Another secret to Harrell’s superstars is her willingness to hire from outside the construction arena. HRI has a stunningly talented team of craftspeople, but Harrell also knows that diverse experience in business and technology are strong assets, particularly given the sophisticated Silicon Valley clientele.
“With Iris’s background as a teacher, she just recognizes potential in people,” Giammona says. “There’s a joke that you can be selected for a new job by walking by Iris’s office. She’ll stop you.” In fact, he notes, a line at the bottom of every job description says, “or as required by owner.”

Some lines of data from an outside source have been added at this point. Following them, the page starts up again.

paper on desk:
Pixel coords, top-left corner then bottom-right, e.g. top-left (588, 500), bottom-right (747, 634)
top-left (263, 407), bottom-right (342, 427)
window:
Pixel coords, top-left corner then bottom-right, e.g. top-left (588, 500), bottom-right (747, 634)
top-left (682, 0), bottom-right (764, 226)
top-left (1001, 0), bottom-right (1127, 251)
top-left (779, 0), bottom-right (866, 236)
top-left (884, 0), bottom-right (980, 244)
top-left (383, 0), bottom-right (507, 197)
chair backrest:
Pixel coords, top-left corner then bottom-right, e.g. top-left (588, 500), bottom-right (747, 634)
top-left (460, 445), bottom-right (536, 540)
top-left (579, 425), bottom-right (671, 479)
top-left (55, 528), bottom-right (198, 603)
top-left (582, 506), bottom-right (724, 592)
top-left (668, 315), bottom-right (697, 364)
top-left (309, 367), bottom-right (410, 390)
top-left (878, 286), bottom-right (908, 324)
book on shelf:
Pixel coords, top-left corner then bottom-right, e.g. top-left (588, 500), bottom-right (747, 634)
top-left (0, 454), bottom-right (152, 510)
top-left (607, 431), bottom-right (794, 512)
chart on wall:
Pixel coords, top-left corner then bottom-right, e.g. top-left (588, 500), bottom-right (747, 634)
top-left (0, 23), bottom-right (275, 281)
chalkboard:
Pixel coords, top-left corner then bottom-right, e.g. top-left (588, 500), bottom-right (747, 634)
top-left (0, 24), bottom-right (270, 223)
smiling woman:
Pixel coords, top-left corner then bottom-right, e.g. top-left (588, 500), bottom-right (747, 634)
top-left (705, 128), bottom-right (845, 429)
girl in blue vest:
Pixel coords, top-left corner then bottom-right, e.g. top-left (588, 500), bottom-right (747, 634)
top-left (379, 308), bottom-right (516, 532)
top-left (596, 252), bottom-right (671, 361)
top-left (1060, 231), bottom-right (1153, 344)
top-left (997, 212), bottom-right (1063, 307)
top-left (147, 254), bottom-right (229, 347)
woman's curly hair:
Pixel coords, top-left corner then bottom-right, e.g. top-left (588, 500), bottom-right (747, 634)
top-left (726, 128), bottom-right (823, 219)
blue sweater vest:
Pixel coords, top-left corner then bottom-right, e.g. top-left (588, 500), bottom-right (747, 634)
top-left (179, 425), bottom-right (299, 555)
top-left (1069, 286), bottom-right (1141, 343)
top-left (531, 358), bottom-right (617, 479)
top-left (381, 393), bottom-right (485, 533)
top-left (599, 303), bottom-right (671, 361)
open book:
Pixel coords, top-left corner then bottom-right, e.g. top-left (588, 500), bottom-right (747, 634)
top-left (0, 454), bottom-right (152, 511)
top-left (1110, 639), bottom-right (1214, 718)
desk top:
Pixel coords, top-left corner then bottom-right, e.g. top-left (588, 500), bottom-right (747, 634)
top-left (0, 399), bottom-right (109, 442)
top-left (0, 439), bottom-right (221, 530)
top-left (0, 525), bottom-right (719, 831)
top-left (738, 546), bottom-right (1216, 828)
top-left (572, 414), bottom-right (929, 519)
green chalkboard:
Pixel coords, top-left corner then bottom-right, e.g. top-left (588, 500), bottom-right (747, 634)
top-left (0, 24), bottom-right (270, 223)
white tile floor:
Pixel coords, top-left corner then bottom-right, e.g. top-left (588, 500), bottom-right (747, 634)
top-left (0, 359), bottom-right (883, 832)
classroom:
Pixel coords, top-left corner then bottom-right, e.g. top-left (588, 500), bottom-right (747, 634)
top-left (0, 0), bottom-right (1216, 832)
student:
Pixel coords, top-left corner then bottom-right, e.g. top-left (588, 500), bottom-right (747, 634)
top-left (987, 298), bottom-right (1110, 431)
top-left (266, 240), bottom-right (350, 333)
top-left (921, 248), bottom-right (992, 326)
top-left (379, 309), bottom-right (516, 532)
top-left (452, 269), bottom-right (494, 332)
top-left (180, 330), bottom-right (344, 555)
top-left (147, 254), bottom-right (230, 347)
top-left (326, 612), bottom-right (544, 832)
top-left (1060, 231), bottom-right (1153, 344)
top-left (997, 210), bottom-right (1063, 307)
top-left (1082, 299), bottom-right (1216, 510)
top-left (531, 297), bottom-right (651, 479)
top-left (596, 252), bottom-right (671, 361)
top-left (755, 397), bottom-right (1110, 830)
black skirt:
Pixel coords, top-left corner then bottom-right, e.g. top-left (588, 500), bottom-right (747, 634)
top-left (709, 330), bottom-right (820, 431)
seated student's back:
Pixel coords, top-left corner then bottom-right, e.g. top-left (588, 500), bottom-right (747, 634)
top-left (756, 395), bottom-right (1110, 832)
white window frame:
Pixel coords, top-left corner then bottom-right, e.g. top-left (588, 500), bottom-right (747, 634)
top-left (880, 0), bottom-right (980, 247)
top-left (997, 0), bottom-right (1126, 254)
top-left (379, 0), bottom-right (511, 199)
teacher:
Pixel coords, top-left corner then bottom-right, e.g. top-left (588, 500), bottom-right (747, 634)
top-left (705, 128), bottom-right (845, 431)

Giammona began his career as an electronics technician, for instance; his first job at HRI, 13 years ago, was estimator. Beth Leibbrandt designed circuits and built doll houses before becoming Harrell’s first hire in 1986. In the 23 years since, she has evolved from carpenter and painter to senior designer — and HRI’s top salesperson of late, thanks to a minimalist design style and easy rapport that mesh beautifully with the company’s new small-jobs division: HarrellCARE (Construction & Repair Experts).
Ann Benson’s training as a librarian, and then a programmer, whipped HRI’s organizational systems into shape when she became operations manager in 1991. Other staff had careers as diverse as camp director, business owner, and geologist before joining HRI.
Similarly, when Harrell identifies a strong potential addition to her team, she pursues them, doggedly but gently. “She can be very convincing and doesn’t take no for an answer,” says Genie Nowicki, HRI’s senior designer, referring to the months-long “courtship” 10 years ago in which Harrell persuaded her to close her thriving design business and join HRI.
“Always be looking,” Harrell says about finding good employees. “You never know.”
The company isn’t for everybody, needless to say. “Iris is so nice, but she embodies respect. And you will never take advantage of someone you respect,” Babot says. The deliberative hiring process is remarkably accurate in pinpointing good matches, and those who turn out to be marginal players are quickly let go.
“When someone is out of sync, we need to release them to the universe,” Harrell says, ever the metaphysicist-pragmatist. “They’re supposed to be somewhere else!”